While all the things I tried actually did help build milk supply (very) slowly but surely, I found the pressure and the routine of pumping to impact our newborn stage in other ways disproportionately. As such, for now, I am doing point six as above - a pump a day and putting baby to breast regularly each day. Her latch is brilliant now, and the pain isn’t as much as it was before for me. I hope to continue this plan until she starts solids. Perhaps between now and then, my supply will become a half decent amount, but if not, I am content with the fact my girl has a satisfied stomach, is getting comfort, and I gave breastfeeding a damn good shot. 
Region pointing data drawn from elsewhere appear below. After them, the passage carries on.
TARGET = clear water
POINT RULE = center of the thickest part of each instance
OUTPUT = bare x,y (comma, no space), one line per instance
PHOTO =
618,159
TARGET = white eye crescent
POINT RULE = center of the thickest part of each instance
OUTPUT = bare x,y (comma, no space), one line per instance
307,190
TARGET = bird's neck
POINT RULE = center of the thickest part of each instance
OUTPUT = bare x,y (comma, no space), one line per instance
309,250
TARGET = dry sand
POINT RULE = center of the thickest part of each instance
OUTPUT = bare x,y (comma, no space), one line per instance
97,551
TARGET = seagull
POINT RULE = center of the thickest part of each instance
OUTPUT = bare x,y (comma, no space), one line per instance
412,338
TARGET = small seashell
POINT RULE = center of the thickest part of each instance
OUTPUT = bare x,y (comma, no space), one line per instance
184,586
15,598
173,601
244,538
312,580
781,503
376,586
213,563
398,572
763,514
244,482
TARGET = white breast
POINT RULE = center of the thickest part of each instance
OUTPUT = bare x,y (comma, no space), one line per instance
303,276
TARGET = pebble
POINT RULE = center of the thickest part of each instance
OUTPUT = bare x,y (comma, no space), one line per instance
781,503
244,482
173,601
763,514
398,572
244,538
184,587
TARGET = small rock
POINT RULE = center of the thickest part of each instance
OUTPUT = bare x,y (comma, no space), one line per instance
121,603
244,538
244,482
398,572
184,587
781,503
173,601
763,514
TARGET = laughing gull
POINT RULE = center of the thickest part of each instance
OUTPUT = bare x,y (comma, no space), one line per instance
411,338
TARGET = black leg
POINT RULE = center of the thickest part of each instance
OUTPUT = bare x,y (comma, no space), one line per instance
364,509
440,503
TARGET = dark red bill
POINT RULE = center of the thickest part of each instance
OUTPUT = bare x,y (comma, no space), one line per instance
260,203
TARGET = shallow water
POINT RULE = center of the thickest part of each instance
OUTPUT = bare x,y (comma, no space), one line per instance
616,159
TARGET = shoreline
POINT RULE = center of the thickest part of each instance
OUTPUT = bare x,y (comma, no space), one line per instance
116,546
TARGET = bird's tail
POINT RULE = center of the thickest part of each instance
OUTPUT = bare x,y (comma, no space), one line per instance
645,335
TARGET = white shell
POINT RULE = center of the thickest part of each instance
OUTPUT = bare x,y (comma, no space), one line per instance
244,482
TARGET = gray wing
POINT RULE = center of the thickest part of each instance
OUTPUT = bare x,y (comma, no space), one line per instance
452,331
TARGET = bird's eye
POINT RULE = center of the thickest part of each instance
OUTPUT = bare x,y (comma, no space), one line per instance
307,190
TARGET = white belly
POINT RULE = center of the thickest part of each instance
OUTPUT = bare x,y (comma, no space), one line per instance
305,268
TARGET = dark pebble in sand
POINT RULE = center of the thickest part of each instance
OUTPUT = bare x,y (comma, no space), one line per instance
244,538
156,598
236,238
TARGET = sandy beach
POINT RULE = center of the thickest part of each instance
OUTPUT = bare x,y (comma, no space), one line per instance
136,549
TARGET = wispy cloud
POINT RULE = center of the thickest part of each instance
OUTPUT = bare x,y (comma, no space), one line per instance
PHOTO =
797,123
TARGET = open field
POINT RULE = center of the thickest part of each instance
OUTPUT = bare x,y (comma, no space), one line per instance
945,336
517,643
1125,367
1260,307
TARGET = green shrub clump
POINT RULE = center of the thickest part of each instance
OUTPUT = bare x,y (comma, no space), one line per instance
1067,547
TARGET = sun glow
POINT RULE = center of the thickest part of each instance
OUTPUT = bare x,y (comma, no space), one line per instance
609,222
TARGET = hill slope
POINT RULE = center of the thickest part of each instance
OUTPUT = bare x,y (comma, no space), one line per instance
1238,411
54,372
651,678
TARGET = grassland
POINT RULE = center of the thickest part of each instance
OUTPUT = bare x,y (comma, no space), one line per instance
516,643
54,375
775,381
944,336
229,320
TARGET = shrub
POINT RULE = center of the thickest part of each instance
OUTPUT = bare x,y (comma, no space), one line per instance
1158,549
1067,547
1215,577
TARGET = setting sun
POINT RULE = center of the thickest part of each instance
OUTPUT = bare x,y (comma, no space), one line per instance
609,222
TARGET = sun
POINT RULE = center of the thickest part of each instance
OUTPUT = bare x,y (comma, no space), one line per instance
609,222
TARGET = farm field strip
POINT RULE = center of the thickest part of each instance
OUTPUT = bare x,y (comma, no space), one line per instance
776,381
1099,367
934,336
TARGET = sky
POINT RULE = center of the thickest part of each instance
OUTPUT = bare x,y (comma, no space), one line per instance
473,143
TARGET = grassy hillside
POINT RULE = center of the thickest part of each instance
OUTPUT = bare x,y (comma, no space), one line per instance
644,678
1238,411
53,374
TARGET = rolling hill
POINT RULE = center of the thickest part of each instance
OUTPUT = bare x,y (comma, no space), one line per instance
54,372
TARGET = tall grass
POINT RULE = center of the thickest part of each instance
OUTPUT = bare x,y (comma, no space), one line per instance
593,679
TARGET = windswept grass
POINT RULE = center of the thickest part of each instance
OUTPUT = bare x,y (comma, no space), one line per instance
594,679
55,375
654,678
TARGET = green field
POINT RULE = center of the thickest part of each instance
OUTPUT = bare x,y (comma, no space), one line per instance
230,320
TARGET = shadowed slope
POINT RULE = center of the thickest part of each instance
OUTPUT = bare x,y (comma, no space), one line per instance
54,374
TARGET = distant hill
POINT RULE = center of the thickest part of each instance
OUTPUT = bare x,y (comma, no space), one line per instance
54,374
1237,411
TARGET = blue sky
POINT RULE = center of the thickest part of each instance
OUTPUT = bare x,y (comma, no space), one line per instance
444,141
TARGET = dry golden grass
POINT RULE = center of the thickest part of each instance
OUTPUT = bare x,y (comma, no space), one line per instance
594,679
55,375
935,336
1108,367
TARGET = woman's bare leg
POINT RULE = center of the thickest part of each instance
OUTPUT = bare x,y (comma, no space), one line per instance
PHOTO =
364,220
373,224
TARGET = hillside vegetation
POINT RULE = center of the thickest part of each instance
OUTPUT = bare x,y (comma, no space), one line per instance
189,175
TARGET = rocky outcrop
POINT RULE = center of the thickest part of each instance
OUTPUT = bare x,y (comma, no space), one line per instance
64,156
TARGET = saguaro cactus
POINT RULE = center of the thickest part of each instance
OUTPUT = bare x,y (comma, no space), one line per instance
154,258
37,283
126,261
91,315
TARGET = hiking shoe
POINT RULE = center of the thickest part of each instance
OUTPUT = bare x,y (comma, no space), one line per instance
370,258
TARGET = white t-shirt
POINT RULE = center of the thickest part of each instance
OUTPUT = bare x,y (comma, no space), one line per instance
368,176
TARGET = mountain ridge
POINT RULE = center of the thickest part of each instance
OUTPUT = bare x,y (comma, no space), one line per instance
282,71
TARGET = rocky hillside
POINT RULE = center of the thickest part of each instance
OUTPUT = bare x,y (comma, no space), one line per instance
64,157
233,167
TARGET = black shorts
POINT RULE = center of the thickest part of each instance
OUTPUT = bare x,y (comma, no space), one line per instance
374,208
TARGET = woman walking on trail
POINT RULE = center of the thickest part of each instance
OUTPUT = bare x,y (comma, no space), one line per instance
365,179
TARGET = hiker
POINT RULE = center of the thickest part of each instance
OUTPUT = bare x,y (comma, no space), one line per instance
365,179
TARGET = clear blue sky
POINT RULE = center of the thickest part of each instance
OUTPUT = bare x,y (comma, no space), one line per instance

I am also proud of myself for committing and still continuing to stick at it, as both physically and mentally, it was not - and is not - easy! I’m well aware I haven't even covered other topics around breastfeeding, like engorgement, and breastfeeding in public, but I really wanted to make this piece about building milk supply as it was a topic little touched on that I'd have loved to read at the beginning of my journey.